Pente-fino do INSS foca BPCs e exige atualização do CadÚnico
O Instituto Nacional do Seguro Social (INSS) desmentiu rumores sobre o corte de 800 mil benefícios, como aposentadorias por invalidez, que circulavam em redes sociais e veículos de imprensa desde outubro de 2024. A autarquia esclareceu que realiza um pente-fino focado em regularizar Benefícios de Prestação Continuada (BPCs), também conhecidos como LOAS, especialmente para beneficiários com Cadastro Único (CadÚnico) desatualizado. A medida visa identificar fraudes e cadastros irregulares, sem previsão de suspensões em massa. A orientação é que beneficiários mantenham seus dados atualizados para evitar problemas.
O INSS destacou que a revisão não afeta aposentadorias ou outros benefícios previdenciários, mas apenas os assistenciais. A atualização cadastral é obrigatória a cada dois anos, conforme o Ministério do Desenvolvimento Social.
- Beneficiários devem acessar o aplicativo CadÚnico ou o site oficial.
- Atualizações podem ser feitas por telefone, via 0800 do Ministério.
- Prefeituras locais também oferecem suporte para regularização cadastral.
- Em caso de suspensão, é possível recorrer ao INSS com documentos comprobatórios.
Revisão foca benefícios assistenciais
A operação do INSS, iniciada em 2024, concentra-se nos BPCs, que atendem idosos e pessoas com deficiência de baixa renda. O objetivo é garantir que apenas quem cumpre os requisitos receba o benefício.
O pente-fino não implica cortes automáticos, mas exige que os dados no CadÚnico estejam em dia. O INSS informou que cerca de 1,2 milhão de beneficiários foram notificados para regularização até o final de 2024.
Cadastro atualizado evita transtornos
Manter o CadÚnico atualizado é essencial para evitar a suspensão de benefícios assistenciais. O Ministério do Desenvolvimento Social recomenda a revisão bienal dos dados.
O processo pode ser feito gratuitamente pelo aplicativo CadÚnico, disponível para Android e iOS. Alternativamente, o atendimento presencial está disponível em Centros de Referência de Assistência Social (CRAS).
Beneficiários que não atualizarem seus dados podem ter o pagamento suspenso até a regularização. O INSS reforça que a medida protege a integridade do programa.

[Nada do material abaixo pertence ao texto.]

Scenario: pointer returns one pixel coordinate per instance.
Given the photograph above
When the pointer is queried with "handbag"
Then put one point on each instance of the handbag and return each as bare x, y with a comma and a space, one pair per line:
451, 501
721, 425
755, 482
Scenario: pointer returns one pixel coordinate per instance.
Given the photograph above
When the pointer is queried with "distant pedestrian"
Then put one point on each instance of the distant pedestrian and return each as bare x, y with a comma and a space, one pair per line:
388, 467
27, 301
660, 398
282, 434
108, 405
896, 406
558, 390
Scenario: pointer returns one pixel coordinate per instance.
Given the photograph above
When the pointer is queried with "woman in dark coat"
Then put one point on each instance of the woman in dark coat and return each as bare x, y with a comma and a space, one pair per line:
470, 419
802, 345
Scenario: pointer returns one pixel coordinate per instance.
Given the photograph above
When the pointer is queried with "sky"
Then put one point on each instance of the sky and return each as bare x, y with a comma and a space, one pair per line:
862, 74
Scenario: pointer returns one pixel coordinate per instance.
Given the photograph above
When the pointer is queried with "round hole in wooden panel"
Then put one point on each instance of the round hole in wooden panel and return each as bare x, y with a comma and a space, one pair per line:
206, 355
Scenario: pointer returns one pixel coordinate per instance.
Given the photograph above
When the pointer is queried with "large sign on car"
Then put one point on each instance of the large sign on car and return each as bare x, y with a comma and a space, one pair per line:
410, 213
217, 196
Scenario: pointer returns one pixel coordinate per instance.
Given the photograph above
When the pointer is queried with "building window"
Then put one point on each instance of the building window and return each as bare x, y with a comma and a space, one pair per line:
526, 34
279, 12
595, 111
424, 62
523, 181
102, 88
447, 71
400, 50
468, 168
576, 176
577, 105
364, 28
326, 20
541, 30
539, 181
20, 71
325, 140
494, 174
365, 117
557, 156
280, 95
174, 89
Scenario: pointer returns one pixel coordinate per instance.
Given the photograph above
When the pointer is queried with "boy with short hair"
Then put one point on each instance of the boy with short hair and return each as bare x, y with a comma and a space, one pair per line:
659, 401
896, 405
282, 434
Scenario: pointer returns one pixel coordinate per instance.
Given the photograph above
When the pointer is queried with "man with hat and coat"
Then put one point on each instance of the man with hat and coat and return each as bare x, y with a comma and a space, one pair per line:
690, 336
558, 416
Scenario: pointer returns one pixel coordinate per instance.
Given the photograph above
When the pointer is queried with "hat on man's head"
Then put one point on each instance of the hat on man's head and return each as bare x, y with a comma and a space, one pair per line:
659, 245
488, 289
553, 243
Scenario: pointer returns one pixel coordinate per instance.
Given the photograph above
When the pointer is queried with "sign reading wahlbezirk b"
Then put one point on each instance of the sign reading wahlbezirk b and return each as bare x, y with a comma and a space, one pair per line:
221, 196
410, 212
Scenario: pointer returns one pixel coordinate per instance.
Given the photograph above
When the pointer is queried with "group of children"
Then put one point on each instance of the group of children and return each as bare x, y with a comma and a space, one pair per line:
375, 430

Como regularizar a situação
O INSS orienta que beneficiários notificados apresentem documentos como RG, CPF e comprovantes de renda no prazo estipulado.
A regularização pode ser feita em agências do INSS ou por canais digitais, como o Meu INSS.
Em casos de suspensão indevida, é possível recorrer administrativamente.
Se necessário, o beneficiário pode buscar a Justiça para reativar o pagamento por meio de tutela de urgência.
Orientação para evitar fraudes
A autarquia alerta para a circulação de informações falsas que geram confusão entre beneficiários. Em outubro de 2024, vídeos e mensagens em redes sociais afirmavam, sem provas, que o INSS suspenderia 800 mil benefícios para “equilibrar contas públicas”.
O INSS reforça que comunicados oficiais são divulgados apenas por canais institucionais, como o site gov.br e perfis verificados.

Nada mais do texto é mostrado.